Baginya melarikan diri dari kejaran orang-orang seperti itu sangatlah mudah. Beruntung selama ini Gracia selalu kabur dari kawalan anak buah ayahnya sehingga kemampuan tersebut bisa digunakan di saat genting seperti sekarang.

"Tenang, Sayang. Kita tidak akan mati saat ini." Gracia terus berlari sambil menendang tong sampah untuk menghalangi langkah mereka dan menggunakan barang apapun demi menghalau musuh di belakang. 

Hingga tak lama kemudian gadis itu berbelok ke kanan dan melihat sebuah mobil terparkir dengan pengemudi yang sedang keluar menuju minimarket 24 jam di depannya.

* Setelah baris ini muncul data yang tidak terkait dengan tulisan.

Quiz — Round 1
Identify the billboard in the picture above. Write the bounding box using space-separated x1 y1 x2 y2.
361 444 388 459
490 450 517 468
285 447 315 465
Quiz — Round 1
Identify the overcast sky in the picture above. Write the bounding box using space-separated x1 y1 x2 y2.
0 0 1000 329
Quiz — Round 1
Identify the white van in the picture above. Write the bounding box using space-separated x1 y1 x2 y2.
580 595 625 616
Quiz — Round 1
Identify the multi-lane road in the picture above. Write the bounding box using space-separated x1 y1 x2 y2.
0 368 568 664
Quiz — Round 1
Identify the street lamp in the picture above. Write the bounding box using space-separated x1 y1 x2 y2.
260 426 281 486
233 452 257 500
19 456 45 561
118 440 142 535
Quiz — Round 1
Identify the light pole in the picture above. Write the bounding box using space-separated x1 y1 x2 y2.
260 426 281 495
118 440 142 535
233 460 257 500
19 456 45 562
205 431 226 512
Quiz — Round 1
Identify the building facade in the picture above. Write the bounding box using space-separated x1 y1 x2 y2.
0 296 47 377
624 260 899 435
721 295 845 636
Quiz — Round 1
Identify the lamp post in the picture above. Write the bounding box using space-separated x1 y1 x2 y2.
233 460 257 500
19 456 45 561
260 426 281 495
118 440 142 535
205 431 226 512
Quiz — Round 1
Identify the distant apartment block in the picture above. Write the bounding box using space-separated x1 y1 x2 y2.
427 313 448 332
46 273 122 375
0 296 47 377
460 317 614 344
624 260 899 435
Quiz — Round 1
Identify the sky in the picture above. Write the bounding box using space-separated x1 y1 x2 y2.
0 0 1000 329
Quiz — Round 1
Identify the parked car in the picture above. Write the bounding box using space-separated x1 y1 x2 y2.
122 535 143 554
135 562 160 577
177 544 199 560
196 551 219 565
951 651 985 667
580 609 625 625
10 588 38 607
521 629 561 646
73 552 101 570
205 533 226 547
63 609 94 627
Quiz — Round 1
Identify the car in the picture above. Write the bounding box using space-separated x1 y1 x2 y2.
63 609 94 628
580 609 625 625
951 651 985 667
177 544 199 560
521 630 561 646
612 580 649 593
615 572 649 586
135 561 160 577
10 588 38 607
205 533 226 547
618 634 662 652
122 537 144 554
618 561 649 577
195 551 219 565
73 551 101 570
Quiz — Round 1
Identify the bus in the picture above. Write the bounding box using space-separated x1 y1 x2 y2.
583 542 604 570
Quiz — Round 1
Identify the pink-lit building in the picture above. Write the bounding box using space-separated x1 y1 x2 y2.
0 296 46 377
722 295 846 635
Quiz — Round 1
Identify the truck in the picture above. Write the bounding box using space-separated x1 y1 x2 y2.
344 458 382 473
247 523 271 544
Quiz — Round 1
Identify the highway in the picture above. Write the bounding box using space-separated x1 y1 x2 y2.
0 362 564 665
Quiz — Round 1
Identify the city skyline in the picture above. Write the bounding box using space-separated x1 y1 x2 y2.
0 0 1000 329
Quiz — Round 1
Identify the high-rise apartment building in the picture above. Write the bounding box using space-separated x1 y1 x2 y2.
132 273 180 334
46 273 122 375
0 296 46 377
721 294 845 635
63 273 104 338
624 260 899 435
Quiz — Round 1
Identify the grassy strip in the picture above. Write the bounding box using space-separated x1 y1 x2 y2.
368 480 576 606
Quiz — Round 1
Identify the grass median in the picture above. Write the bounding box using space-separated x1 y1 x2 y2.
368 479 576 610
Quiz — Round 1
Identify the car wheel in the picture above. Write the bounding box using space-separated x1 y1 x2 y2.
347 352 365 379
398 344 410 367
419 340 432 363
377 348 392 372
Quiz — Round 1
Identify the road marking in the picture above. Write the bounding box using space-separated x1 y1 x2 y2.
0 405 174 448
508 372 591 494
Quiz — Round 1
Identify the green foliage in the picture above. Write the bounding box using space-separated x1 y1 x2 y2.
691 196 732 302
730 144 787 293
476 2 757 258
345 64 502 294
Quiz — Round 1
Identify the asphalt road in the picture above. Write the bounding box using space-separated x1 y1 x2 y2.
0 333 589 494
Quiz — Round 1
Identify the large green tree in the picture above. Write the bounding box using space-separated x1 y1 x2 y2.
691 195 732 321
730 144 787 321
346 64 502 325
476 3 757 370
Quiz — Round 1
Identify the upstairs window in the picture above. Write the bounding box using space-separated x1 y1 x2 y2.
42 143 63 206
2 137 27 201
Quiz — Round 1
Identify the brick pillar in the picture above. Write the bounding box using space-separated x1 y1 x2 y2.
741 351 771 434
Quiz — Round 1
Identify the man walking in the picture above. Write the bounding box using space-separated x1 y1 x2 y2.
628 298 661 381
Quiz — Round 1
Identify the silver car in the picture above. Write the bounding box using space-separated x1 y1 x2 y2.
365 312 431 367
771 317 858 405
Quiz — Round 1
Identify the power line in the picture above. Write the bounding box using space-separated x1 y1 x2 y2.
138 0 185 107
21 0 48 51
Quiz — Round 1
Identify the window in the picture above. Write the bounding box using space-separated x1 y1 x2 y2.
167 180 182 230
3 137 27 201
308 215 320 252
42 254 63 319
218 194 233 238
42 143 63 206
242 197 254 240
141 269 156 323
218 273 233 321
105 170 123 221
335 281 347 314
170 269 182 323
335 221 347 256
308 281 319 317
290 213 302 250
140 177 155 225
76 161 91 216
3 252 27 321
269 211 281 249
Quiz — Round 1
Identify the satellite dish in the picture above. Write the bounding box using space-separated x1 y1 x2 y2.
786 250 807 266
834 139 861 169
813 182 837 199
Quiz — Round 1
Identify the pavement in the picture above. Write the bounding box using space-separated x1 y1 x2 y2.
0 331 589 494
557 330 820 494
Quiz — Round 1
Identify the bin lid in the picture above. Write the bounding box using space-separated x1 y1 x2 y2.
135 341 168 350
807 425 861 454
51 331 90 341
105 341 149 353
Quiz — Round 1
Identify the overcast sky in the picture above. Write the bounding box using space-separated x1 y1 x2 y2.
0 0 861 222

Secepat kilat Gracia memasuki mobil tersebut melalui bagasi belakang tanpa memerhatikan apakah ada orang di dalamnya atau tidak. Dia hanya berharap sang bayi tak mengeluarkan suara yang bisa mengundang perhatian. 

Gracia meringkuk di dalam bagasi sambil memeluk bayinya dan menutup mulut dengan tangan. Terdengar langkah kaki beberapa orang berlari di sekitar mobil tersebut. 

"Sial ke mana wanita itu pergi!" Salah seorang pria yang mengejarnya mengumpat kesal di kala tidak menemukan target mereka. 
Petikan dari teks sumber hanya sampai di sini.